- Botswana's president Ian Seretse Khama, is expected shun weekend summit of Southern African leaders because his country does not recognise Zimbabwean president Robert Mugabe as a legitimate leader.
According to Botswana foreign ministry, president Khama's decision not to attend summit in South Africa underscores mounting pressure from regional leaders on Mr Mugabe and opposition to concur on sharing power to end post-election tumult.
Power-sharing talks began last month, after president Mugabe's unchallenged re-election in June, which was condemned around world as well as boycotted by opposition Movement for Democratic Change (MDC) leader, Morgan Tsvangirai who claimed attacks on his supporters.
Three days of marathon meetings in capital Harare this week failed to reach a by and large agreement.
Botswana said in a statement that Zimbabwe's current government should not be represented at a political level of 14-member Southern African Development Community (SADC).
"Botswana does not accept result of 27 June run-off election in Zimbabwe, as it violated core principles of SADC, African Union and United Nations," statement said.
Botswana has taken harshest stand among Zimbabwe's neighbours as all fear consequences if its worsening economic decline leads to total meltdown.
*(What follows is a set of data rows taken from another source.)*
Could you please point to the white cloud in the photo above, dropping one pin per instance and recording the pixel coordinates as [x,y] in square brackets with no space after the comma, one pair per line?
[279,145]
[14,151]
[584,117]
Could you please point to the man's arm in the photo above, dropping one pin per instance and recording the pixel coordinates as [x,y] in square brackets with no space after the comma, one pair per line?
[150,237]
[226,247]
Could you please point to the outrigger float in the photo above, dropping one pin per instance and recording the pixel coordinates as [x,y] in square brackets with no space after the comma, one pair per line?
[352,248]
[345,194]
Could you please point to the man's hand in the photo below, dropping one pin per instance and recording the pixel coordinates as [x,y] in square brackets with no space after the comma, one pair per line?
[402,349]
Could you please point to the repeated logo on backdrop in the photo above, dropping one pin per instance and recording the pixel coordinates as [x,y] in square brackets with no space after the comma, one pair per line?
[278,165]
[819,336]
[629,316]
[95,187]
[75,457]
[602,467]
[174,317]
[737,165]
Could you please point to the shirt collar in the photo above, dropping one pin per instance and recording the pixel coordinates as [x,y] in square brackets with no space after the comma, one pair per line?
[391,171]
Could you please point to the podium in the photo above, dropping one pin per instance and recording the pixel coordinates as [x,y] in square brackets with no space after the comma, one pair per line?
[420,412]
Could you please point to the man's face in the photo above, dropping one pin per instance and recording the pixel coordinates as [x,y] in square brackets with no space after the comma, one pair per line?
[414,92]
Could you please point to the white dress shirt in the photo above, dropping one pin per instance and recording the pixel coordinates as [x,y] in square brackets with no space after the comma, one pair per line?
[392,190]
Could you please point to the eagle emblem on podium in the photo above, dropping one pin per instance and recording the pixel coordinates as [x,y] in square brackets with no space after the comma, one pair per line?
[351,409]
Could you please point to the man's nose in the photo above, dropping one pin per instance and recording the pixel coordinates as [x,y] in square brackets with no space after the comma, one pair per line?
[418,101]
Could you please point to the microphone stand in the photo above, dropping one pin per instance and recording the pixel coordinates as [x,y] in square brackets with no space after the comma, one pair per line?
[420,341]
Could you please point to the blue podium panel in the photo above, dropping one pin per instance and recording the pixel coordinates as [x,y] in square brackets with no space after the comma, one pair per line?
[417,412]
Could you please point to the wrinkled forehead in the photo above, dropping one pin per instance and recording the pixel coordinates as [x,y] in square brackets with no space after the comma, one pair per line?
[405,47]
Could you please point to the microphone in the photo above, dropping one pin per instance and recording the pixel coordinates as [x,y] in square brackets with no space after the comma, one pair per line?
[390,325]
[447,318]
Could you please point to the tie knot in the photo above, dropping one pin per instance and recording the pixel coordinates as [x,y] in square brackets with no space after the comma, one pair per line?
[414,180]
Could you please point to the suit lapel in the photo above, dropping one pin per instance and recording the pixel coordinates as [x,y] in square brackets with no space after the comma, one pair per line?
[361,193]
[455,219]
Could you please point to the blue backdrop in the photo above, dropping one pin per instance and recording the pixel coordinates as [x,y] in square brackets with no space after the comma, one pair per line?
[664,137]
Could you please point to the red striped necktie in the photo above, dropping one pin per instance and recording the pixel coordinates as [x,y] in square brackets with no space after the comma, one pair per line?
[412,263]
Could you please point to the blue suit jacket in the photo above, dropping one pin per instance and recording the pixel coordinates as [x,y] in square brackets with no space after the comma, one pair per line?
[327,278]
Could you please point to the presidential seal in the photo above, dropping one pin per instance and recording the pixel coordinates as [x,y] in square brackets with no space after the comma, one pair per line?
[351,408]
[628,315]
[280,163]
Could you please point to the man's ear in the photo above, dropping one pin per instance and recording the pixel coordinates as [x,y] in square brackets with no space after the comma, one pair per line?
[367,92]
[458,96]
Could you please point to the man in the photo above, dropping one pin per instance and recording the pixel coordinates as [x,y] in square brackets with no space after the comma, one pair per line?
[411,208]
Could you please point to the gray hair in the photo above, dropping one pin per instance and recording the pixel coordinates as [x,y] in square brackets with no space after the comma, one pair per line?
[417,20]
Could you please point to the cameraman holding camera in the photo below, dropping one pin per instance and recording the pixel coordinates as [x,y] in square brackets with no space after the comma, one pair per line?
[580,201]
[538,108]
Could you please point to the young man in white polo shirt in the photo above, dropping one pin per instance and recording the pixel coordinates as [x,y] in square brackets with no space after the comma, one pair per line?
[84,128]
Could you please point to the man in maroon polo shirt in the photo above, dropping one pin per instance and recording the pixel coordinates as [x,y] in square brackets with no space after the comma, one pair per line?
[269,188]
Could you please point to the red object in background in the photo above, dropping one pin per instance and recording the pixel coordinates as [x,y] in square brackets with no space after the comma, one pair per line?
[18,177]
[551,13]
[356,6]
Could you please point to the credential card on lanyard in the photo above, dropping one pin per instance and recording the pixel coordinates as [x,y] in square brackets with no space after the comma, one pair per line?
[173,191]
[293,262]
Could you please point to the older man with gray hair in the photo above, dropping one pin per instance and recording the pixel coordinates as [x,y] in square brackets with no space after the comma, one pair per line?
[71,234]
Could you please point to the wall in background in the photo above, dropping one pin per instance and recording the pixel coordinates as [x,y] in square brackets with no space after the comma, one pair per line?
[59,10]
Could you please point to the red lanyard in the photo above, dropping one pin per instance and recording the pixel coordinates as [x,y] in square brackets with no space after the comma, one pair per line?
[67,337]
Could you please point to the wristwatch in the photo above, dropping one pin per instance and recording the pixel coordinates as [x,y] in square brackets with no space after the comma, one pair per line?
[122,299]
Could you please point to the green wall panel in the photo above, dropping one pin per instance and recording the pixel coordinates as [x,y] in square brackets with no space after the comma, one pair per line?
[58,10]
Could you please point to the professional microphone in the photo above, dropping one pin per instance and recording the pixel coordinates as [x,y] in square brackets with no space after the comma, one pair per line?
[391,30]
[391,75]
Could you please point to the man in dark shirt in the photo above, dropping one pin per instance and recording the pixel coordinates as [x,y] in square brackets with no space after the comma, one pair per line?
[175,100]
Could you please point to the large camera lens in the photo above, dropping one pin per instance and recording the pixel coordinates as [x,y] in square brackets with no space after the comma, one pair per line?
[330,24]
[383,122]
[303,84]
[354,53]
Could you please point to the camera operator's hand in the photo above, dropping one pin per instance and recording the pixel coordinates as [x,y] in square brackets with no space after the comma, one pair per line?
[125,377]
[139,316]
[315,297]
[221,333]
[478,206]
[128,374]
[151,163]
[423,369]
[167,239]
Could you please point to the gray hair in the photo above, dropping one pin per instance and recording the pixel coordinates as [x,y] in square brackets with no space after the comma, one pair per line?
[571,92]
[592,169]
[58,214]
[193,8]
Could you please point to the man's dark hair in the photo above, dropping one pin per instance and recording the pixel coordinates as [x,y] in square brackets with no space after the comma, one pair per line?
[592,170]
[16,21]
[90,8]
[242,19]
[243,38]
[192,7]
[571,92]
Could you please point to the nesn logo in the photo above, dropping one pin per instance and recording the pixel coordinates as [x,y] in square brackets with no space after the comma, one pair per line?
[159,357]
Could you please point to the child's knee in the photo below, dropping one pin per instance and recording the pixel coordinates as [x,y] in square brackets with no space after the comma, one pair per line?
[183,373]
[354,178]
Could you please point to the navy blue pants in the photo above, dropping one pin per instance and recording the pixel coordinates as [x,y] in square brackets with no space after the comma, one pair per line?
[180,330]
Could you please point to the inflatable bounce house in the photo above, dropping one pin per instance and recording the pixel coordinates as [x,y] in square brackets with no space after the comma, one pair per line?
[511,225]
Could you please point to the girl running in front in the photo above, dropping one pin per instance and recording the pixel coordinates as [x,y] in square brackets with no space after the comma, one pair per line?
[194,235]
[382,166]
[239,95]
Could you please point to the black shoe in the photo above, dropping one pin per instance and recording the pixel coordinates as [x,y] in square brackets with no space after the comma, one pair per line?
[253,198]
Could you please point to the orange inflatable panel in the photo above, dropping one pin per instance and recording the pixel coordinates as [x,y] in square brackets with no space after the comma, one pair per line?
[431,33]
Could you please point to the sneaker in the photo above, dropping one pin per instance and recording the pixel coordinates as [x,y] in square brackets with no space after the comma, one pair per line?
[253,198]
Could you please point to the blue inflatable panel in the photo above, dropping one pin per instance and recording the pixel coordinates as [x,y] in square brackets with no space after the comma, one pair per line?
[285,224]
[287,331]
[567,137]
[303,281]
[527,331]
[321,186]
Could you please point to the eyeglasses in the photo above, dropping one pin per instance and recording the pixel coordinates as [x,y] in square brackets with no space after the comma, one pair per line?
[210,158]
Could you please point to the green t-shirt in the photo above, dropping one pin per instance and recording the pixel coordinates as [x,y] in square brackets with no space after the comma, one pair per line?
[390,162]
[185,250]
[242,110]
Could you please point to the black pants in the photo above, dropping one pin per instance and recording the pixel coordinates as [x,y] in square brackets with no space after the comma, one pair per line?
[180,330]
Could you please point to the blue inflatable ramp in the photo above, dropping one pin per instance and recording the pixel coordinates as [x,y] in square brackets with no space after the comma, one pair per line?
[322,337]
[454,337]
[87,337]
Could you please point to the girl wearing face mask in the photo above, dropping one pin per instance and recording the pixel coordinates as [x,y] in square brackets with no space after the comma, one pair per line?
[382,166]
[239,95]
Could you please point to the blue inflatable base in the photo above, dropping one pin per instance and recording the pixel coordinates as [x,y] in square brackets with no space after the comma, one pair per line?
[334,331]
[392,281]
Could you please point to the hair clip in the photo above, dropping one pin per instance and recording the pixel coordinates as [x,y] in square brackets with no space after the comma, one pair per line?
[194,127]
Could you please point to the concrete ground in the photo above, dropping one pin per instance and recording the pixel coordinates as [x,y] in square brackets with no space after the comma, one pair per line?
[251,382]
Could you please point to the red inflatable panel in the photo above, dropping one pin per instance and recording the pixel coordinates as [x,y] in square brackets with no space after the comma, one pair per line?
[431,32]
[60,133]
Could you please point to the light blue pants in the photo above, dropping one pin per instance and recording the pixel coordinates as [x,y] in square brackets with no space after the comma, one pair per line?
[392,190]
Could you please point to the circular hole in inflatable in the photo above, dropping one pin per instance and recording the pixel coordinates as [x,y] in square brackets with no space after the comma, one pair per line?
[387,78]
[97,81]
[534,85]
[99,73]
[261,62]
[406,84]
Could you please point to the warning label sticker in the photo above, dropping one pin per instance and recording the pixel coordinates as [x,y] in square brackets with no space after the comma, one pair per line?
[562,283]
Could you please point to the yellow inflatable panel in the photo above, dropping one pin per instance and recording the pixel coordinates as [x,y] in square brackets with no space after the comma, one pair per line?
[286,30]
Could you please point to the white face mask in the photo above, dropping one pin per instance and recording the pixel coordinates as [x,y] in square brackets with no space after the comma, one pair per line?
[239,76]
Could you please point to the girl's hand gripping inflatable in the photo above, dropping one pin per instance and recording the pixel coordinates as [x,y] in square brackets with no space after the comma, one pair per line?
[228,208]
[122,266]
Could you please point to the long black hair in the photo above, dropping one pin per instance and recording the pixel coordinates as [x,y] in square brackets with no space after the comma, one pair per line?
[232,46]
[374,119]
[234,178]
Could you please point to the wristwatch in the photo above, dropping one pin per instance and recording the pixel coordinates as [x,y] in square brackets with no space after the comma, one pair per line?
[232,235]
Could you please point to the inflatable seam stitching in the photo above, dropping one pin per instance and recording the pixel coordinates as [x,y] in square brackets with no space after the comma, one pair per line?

Millions of Zimbabweans have already fled across its borders, mainly to Botswana and South Africa.
Zimbabwe's ruling ZANU-PF's chief negotiator, Patrick Chinamasa was quoted as, "ZANU-PF and opposition will resume power-sharing talks at summit”.
Mr Chinamasa said ZANU-PF sought a quick end to stalemate.
Political consultant to HSBC Securities, Nic Borain, said behind-the-scenes manoeuvering by may be main impediment.
"You have Tsvangirai's backers who are playing hardball and insisting on virtual disappearance of Mugabe, and you've got Mugabe's backers insisting he remains and maintains some kind of executive powers," Mr Borain said.
Mr Chinamasa further said there was pressure to convene parliament and form a government.
ZANU-PF lost its parliamentary majority in elections for first time since independence but is eyeing a possible alliance with opposition defectors.
MDC condemned what it called "corrosive" attempts by ministers and intelligence agents to recruit some of its members to join Mr Mugabe's government.
"These are the actions of a desperate and cornered regime," MDC said in a statement.
Mr Tsvangirai's absence from new government would do nothing to chase away investors' concerns about a country facing economic ruin, with world's highest inflation of 2.2 million percent, chronic food and fuel shortages, and high unemployment.
Chances for a breakthrough in negotiations may depend on whether regional leaders can present a united front when trying to persuade all of Zimbabwe's parties to bury their differences.
While Botswana has taken a tough line on Zimbabwe, South African President Thabo Mbeki, the chief mediator in the talks, has come under incessant fire for being too soft on Mr Mugabe.
Zimbabwe Exiles Forum (ZEF), a Southern African organisation, reportedly said it has brought an urgent application to a regional tribunal seeking to have Mr Mugabe barred from summit.